Implementing a Long Job Queue in MySQL + PHP

A

Aleksey Kuzmin2011-10-05 13:01:47

Message Queues

Aleksey Kuzmin, 2011-10-05 13:01:47

There is a certain queue of tasks (> 1M). It is supposed to store the job queue in a MySQL table.

New tasks are marked with the NEW flag.
Each task from the queue is executed by a certain script handler for about 3 minutes.
After execution, the task is marked in the queue with the READY flag.
In case of an error or abnormal termination of the script, the task must be repeated.

You need to run several scripts in parallel.

Question1: How to show other script instances (which run in parallel) that the task is in progress, so that in case of an abnormal completion, the record in the database is rolled back to its original state, i.e. NEW?

I have this solution
a) run the handler script -> mark the task as PROCESSING + write the time
then
-> if everything is fine, then the task becomes READY
-> if there is an accident, then the task remains PROCESSING

b) Create another script that checks tasks for PROCESSING status for more than 10 minutes and resets it to NEW.

So the hung tasks will be launched again + you can fix the number of attempts.
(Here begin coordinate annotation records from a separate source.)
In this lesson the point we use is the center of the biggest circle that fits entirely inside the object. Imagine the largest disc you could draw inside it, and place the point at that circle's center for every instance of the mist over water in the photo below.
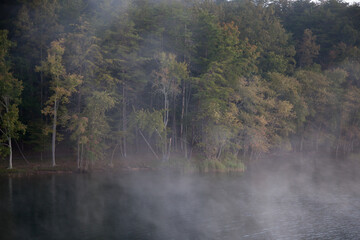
(274, 200)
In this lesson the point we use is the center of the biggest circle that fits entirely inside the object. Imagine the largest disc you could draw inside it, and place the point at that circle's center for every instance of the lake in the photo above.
(166, 205)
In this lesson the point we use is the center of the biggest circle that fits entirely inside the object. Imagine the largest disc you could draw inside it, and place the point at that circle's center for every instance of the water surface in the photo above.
(163, 206)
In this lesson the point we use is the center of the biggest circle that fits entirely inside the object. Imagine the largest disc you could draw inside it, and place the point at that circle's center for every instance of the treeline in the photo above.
(229, 80)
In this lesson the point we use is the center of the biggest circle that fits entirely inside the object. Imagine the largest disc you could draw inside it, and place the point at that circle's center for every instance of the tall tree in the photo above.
(62, 85)
(10, 91)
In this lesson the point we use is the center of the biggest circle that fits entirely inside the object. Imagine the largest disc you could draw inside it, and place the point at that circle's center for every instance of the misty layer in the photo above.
(210, 84)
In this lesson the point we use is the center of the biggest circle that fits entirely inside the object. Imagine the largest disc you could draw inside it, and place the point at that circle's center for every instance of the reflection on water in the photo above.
(152, 205)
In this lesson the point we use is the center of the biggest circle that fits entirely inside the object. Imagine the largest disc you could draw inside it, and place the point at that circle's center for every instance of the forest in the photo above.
(218, 82)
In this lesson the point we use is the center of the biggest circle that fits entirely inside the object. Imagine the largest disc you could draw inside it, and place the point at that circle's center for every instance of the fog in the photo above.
(274, 201)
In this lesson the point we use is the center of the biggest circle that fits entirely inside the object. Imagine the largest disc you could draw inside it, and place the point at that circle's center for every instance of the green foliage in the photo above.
(10, 91)
(223, 79)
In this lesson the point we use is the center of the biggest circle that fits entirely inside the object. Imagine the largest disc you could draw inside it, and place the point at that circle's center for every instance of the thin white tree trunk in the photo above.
(10, 155)
(124, 122)
(54, 133)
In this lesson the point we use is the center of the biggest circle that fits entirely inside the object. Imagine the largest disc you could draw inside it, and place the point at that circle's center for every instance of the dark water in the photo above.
(164, 206)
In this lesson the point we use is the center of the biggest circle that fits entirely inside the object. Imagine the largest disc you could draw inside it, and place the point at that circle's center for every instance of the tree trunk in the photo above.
(124, 122)
(152, 150)
(54, 133)
(78, 154)
(182, 116)
(174, 123)
(10, 155)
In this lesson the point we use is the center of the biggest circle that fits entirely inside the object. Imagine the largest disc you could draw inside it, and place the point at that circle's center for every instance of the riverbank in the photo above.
(131, 163)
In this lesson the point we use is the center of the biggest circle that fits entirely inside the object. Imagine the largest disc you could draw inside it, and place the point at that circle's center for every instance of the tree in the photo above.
(308, 49)
(10, 91)
(167, 81)
(62, 86)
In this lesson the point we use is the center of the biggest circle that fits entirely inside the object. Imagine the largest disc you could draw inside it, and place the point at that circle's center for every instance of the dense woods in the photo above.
(225, 81)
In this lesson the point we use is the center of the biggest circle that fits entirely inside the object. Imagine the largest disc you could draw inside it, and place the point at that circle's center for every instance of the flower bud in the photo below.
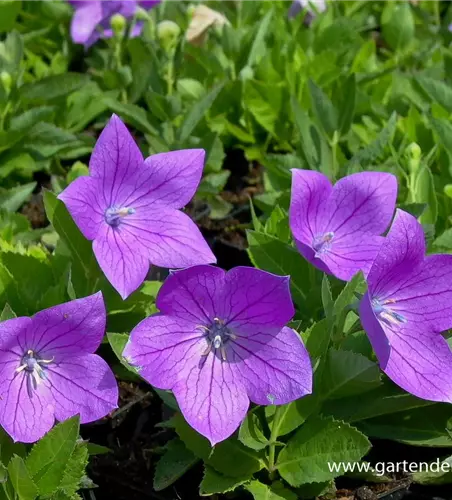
(413, 154)
(141, 14)
(7, 81)
(448, 190)
(191, 10)
(118, 24)
(168, 32)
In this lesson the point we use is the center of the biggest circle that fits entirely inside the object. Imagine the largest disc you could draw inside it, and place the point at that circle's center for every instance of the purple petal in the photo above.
(361, 203)
(375, 331)
(417, 361)
(81, 198)
(350, 255)
(255, 301)
(169, 352)
(69, 329)
(83, 385)
(275, 369)
(212, 398)
(424, 299)
(148, 4)
(118, 163)
(310, 192)
(169, 238)
(190, 294)
(120, 258)
(403, 250)
(173, 177)
(85, 20)
(165, 349)
(24, 418)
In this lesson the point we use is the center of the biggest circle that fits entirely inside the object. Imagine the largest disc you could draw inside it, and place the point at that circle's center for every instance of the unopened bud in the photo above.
(141, 14)
(191, 10)
(118, 24)
(168, 33)
(413, 154)
(7, 81)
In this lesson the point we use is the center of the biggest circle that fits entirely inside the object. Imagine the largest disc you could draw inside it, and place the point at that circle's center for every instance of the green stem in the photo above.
(279, 411)
(334, 143)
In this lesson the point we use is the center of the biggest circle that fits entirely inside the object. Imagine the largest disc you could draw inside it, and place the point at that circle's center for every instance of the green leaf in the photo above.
(197, 113)
(292, 416)
(444, 241)
(321, 441)
(366, 156)
(424, 192)
(306, 131)
(7, 313)
(132, 114)
(385, 400)
(251, 433)
(397, 24)
(419, 427)
(323, 109)
(258, 46)
(347, 295)
(214, 482)
(347, 104)
(317, 338)
(438, 472)
(9, 10)
(229, 457)
(173, 464)
(21, 480)
(347, 374)
(52, 87)
(12, 199)
(327, 297)
(85, 270)
(264, 103)
(50, 456)
(270, 254)
(437, 91)
(118, 342)
(75, 470)
(276, 491)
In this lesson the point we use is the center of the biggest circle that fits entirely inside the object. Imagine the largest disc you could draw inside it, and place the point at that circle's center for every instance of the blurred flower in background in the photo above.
(313, 7)
(92, 18)
(202, 18)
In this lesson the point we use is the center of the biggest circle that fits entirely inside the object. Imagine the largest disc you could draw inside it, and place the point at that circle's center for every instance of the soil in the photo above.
(131, 432)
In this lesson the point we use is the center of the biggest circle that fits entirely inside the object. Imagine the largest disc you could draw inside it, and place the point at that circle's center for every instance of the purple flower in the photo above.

Question2: Is there a more elegant solution?

Reply

Answer the question

In order to leave comments, you need to log in

7 answer(s)

I

Ivan, 2011-10-05
@iSage

Why not use MQ for the queue, for example the same RabbitMQ . It is both nimble and capable of several parallel workers

C

cat_crash, 2011-10-05
@cat_crash

Yes, you need to use multithreading. PHP does not have native multithreading support, but there is a “crutch” described here phplens.com/phpeverywhere/?q=node/view/254

H

Halfi, 2011-10-21
@Halfi

Item b - creepy crutch. You can wrap the query execution in a transaction and an exception. Already in the exception you change the status to some fatal and then you can hang a demon looking for fatals and processing them. If processing is not required, you can simply change the status to new and add one to the fatality counter.

M

Mikhail Dudek, 2011-10-05
@Nikius

If you run tasks with cron, then multithreading will be organized automatically.
On the question itself: Perhaps it is worth reworking the script itself so that it can correctly process at least some of the errors (and if possible, all of them) and can set the NEW status on its own. And use your decision as a backup plan :)

V

Vitaly Peretyatko, 2011-10-06
@viperet

Job Queue is well implemented with Pub/Sub in Redis

A

Andrey Sergeev, 2011-10-06
@elfin

We are using gearman in a similar situation .

K

karellen, 2011-10-21
@karellen

Radishes are generally good for this. For lightweight options, I personally prefer BLPOP + RPUSH - blocking pop on the left, task replenishment on the right. Well, or vice versa. In its purest form, a FIFO queue, plus workers can easily return the task back through the same RPUSH in case of a temporary error. BLPOP returns both the key it popped from and the value itself. So it is convenient to differentiate the tasks themselves.
Question 1 - With blpop, put the key with the task identifier somewhere. In hash or just in casespace. Rollback - through transactions, of course, wrapping the entire body of the worker in the absolute catching of exceptions.